I need set-like data structure with these properties:
hashable
no duplicate elements
maintains order
immutable
iterable
part of standard library? want to keep it simple
What is happening:
frozenset([3,1,2,2,3]) -> frozenset(1,2,3)
What I need:
frozenset*([3,1,2,2,3]) -> frozenset*(3,1,2)
I thought I could use frozenset but both sets and frozensets
reorder elements. I assume this is for faster duplicate checks?
But in any case I can't have a reordering.
As of Python 3.7 dicts no longer reorder elements and instead guarantee to preserve insertion order. You could use a dict where the keys are your set items and the values are ignored.
>>> dict.fromkeys([3,1,2,2,3])
{3: None, 1: None, 2: None}
Dicts aren't frozen, so if that's crucial then you could first put all the items into a dict and then build a tuple from the keys.
>>> tuple(dict.fromkeys([3,1,2,2,3]).keys())
(3, 1, 2)
This would be pretty close to a frozenset. The main difference is that it would take O(n) rather than O(1) time to check if an item is in the tuple.
There is no such implementation in the standard library
Related
In Python 3.10, I am aware that a dictionary preserves insertion order. However when performing conditional list comprehensions, can this order still be guaranteed?
For example, given:
my_dict = {}
my_dict['a'] = 1
my_dict['b'] = 2
my_dict['c'] = 3
my_dict['d'] = 4
Can one guarantee that either (option A):
print([k for k in my_dict.keys() if k not in ['c']])
or (option B):
print([k for k in (my_dict.keys() - {'c'})])
will always return:
['a', 'b', 'd']
Iterating over dict or dict.keys() should give the same results for any version of Python, since the language guarantees the current order will always be stable, even if it doesn't necessarily match the insertion order. In Python 3, the keys() method provides a dynamic view of the dictionary's entries, so it will directly reflect the current state of the dict. The views themselves may be "set-like", but that does not imply they are unordered (or independently ordered).
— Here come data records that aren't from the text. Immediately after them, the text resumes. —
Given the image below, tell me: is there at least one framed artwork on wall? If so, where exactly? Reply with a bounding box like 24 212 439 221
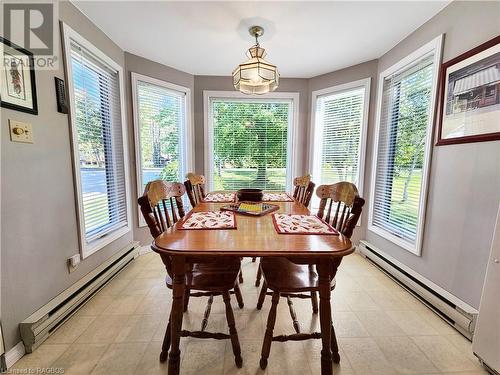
0 37 38 115
436 36 500 146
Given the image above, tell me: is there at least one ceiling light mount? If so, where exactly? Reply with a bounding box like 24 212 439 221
233 26 279 94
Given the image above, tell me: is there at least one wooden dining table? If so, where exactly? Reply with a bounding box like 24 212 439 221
151 202 354 375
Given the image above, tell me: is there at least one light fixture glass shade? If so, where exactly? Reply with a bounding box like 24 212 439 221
233 44 280 94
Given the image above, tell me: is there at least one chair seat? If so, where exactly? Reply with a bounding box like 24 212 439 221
260 258 335 293
165 260 240 292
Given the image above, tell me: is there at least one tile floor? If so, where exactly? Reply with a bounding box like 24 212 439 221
14 253 485 375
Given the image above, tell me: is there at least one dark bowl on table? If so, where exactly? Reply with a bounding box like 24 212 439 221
236 189 264 202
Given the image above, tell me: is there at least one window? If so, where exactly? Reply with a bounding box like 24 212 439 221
369 37 441 254
205 92 298 190
64 25 130 258
132 73 193 225
310 78 370 208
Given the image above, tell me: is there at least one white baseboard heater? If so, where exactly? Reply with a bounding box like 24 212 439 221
19 242 140 353
358 240 478 340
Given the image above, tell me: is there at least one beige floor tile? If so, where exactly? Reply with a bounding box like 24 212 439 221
180 340 226 375
135 341 168 375
333 312 370 337
347 292 381 311
412 336 480 372
367 290 413 311
115 315 164 343
9 253 485 375
12 343 69 370
101 295 144 315
339 338 397 375
52 344 108 375
387 311 438 336
99 278 132 296
75 293 115 316
134 295 172 316
303 340 354 375
267 341 312 375
375 337 439 374
92 343 148 375
46 316 96 344
121 276 161 296
224 340 267 375
356 311 405 337
76 315 129 344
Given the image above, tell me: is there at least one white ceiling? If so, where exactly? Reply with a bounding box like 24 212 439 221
73 0 448 78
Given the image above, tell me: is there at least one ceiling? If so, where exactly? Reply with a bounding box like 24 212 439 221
73 0 448 78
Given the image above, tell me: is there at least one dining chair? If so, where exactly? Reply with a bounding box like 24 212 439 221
184 172 244 284
252 174 316 287
257 182 365 369
184 172 206 207
138 180 243 367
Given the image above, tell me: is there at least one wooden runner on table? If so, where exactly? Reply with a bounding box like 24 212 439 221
203 193 236 203
262 192 294 202
177 211 236 230
273 214 339 235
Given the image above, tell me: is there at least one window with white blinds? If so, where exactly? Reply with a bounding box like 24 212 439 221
311 79 370 208
370 37 437 254
65 24 129 257
132 73 190 225
208 98 294 191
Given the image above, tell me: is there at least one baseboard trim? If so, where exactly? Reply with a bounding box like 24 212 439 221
139 245 153 255
5 341 25 369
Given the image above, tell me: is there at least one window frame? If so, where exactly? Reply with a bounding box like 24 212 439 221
61 22 132 259
309 77 371 204
368 34 443 256
203 90 300 191
130 72 194 228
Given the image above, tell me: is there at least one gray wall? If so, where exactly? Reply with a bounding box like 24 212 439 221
125 52 194 245
193 76 309 173
366 1 500 308
1 1 132 350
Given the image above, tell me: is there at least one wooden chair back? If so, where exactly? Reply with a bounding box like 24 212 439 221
184 172 206 207
138 180 186 238
316 181 365 238
293 174 316 207
138 180 186 276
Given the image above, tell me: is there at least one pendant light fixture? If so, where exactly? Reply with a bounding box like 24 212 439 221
233 26 280 94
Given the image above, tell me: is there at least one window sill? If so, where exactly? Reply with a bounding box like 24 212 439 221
368 225 421 256
81 225 131 259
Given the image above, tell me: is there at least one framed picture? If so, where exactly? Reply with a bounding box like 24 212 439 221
436 36 500 145
0 37 38 115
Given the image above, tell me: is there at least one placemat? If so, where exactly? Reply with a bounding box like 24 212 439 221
273 214 339 235
262 192 294 202
177 211 236 230
203 193 236 203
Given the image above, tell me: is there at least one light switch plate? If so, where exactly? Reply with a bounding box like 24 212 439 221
9 119 33 143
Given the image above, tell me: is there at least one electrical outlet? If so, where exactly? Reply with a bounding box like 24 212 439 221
9 119 33 143
68 254 81 273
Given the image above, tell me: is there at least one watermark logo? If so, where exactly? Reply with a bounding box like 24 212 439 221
2 0 59 69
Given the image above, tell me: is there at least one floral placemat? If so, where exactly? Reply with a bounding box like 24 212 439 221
178 211 236 230
273 214 339 235
203 193 236 203
262 192 293 202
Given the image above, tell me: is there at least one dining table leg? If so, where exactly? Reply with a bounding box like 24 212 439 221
168 256 186 375
316 259 333 375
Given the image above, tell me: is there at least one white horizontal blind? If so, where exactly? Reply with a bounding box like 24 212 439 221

The problem with the examples in the question is that they don't compare like with like. The keys() method returns a view (or a list in earlier versions), whereas keys() - {'a'} evaluates to a set (i.e. an object with no guaranteed order). So it is safe to assume option A will always give the same results, but not option B.
I think the short answer is yes, the "preserves insertion order" clause gives you a proper order of keys whenever you go through them (be it via for k in my_dict or my_dict.keys()), and together with the one that #Larry pointed out gives you what you ask for.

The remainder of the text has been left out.